Dirk L. wendet sich an einen Anwalt. Der findet mehrere Fehler beim Messvorgang. Der gravierendste: Das Messgerät war falsch eingestellt. "Das ist das so genannte Tatfoto. Aus einer Plausibilisierung konnte hier abgeleitet werden, dass die Messung nicht korrekt ist. Der Abstand zu dem Fahrzeug war so groß, dass es eigentlich auf der gegenüberliegenden Fahrbahn hätte werden gemessen müssen," sagt Verkehrsrechtsanwalt Dr. Egbert Schauer.

Glück gehabt, Verfahren eingestellt

Das Verfahren gegen Dirk L. wird daraufhin eingestellt.
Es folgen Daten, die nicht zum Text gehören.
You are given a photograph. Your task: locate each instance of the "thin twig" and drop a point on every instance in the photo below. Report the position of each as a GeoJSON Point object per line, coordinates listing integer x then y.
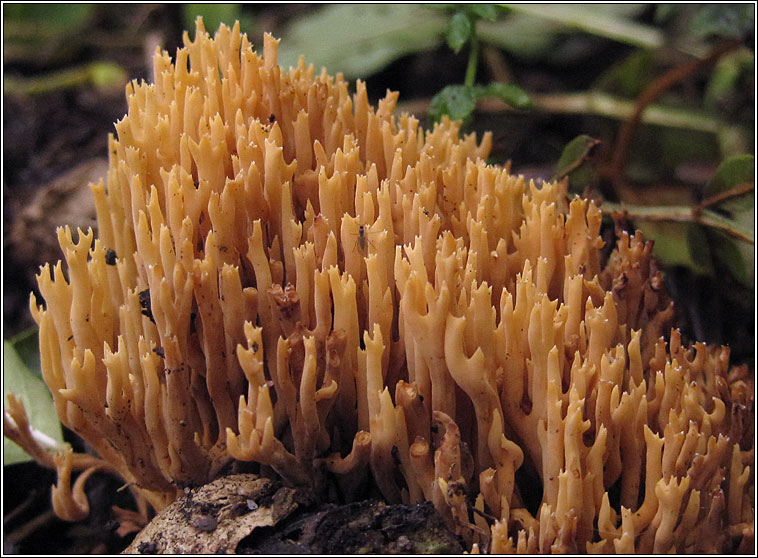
{"type": "Point", "coordinates": [681, 214]}
{"type": "Point", "coordinates": [473, 60]}
{"type": "Point", "coordinates": [659, 86]}
{"type": "Point", "coordinates": [734, 192]}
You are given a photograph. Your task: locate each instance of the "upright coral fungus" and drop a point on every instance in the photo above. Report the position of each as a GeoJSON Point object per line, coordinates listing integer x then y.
{"type": "Point", "coordinates": [286, 275]}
Bei einem anderen Autofahrer, den Egbert Schauer vertritt, seien Messfehler einfach nachträglich korrigiert worden. "Das ist ein Missbrauch staatlicher Gewalt. Mittels dieser Manipulation soll ja sichergestellt werden, dass ein Messvorgang beweissicher gemacht wird und der dann auch zu einer Verurteilung des Betroffenen führt. Das ist eine Machenschaft, die so nicht hingenommen werden kann," sagt der Anwalt.

Bisher sind im Landkreis Nordwestmecklenburg sechzehn ähnliche Fälle bekannt, bei denen Daten nachträglich geändert wurden. Mittlerweile ermittelt die Staatsanwaltschaft Schwerin. Der Vorwurf "Fälschung von technischen Aufzeichnungen".

Bei Franz K. wurde das Verfahren schließlich eingestellt. Die Kosten für den Gutachter bekam er deshalb nicht ersetzt. Die hat jetzt seine Rechtschutzschutzversicherung übernommen.